Chin Hwee Ong - @ongchinhwee - Home page

Speed Up Your Data Processing: Parallel and Asynchronous Programming in Data Science

Abstract

Are you constantly waiting for your data processing code to finish executing? Through real-life stories, we will explore how to leverage parallel and asynchronous programming in Python to speed up your data processing pipelines - so that you can focus on getting value out of your data.

Description

In any data-intensive application, one of the biggest bottlenecks (in terms of time) is the constant wait for the data processing code to finish executing. Slow code, as well as connectivity issues, affect every step of a typical data science workflow — be it for event-driven I/O operations or computation-driven workloads.

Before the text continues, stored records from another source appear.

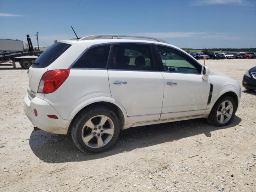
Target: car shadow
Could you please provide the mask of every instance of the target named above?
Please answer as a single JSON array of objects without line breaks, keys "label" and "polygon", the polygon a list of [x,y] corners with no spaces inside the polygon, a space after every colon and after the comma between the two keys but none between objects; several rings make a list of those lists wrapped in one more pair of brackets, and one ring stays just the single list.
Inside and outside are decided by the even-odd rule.
[{"label": "car shadow", "polygon": [[235,126],[241,120],[235,116],[229,125],[220,127],[211,126],[206,122],[205,119],[200,118],[130,128],[121,131],[117,144],[112,148],[99,154],[82,153],[74,145],[69,135],[52,134],[42,130],[32,132],[29,145],[35,155],[45,162],[84,161],[200,134],[210,137],[211,132]]},{"label": "car shadow", "polygon": [[3,68],[3,67],[2,67],[2,68],[0,68],[0,70],[20,70],[20,69],[24,69],[24,70],[26,70],[25,69],[24,69],[23,68],[22,68],[21,67],[16,67],[16,68],[14,68],[13,67],[12,68]]},{"label": "car shadow", "polygon": [[243,93],[247,93],[247,94],[250,94],[252,95],[256,95],[256,90],[248,91],[246,89],[243,90]]}]

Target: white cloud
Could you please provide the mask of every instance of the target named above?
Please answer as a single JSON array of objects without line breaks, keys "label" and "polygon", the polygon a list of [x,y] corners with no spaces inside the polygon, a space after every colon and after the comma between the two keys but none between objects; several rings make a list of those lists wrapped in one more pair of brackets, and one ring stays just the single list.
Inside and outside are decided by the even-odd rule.
[{"label": "white cloud", "polygon": [[212,5],[244,5],[247,0],[196,0],[191,2],[191,4],[194,6],[207,6]]},{"label": "white cloud", "polygon": [[240,38],[227,33],[209,33],[207,32],[156,32],[138,33],[136,35],[158,38],[185,38],[196,39],[236,40]]},{"label": "white cloud", "polygon": [[9,14],[8,13],[0,13],[0,17],[23,17],[23,16],[16,14]]}]

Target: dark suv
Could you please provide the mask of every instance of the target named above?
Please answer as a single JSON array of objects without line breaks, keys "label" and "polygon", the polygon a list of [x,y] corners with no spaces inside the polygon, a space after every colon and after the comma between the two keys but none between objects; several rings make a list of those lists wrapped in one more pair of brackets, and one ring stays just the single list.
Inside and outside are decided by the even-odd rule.
[{"label": "dark suv", "polygon": [[204,52],[204,53],[205,54],[210,56],[210,58],[211,59],[219,59],[221,58],[221,57],[213,52]]}]

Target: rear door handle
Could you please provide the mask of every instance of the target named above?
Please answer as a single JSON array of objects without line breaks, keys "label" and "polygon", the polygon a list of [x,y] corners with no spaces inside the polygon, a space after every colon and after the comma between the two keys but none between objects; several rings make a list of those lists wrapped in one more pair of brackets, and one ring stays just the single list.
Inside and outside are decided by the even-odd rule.
[{"label": "rear door handle", "polygon": [[119,84],[127,84],[127,82],[125,81],[114,81],[113,84],[118,85]]},{"label": "rear door handle", "polygon": [[170,81],[166,82],[166,85],[177,85],[177,84],[176,82],[171,82]]}]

In this talk, I will be exploring what we can do to speed up our code while sharing my own real-life experience of working in a young data science team. I will talk about:

  1. Sequential vs parallel processing,
  2. Synchronous vs asynchronous execution,
  3. Event-driven I/O operations vs computation-driven workloads in a data science workflow,
  4. When is parallelism and asynchronous programming a good idea,
  5. How to implement asynchronous programming to speed up your data processing pipelines

Bio

Ong Chin Hwee is a data engineer, aspiring polymath and Industry 4.0 enthusiast who happens to be interested in things that fly (and stuff that burns to keep things flying). Hailing from a background in aerospace engineering and computational modelling, Chin Hwee has experience working on innovative projects in collaboration with academia and industry partners. Chin Hwee is a contributor to pandas and enjoys sharing her experiences at meetups and conferences.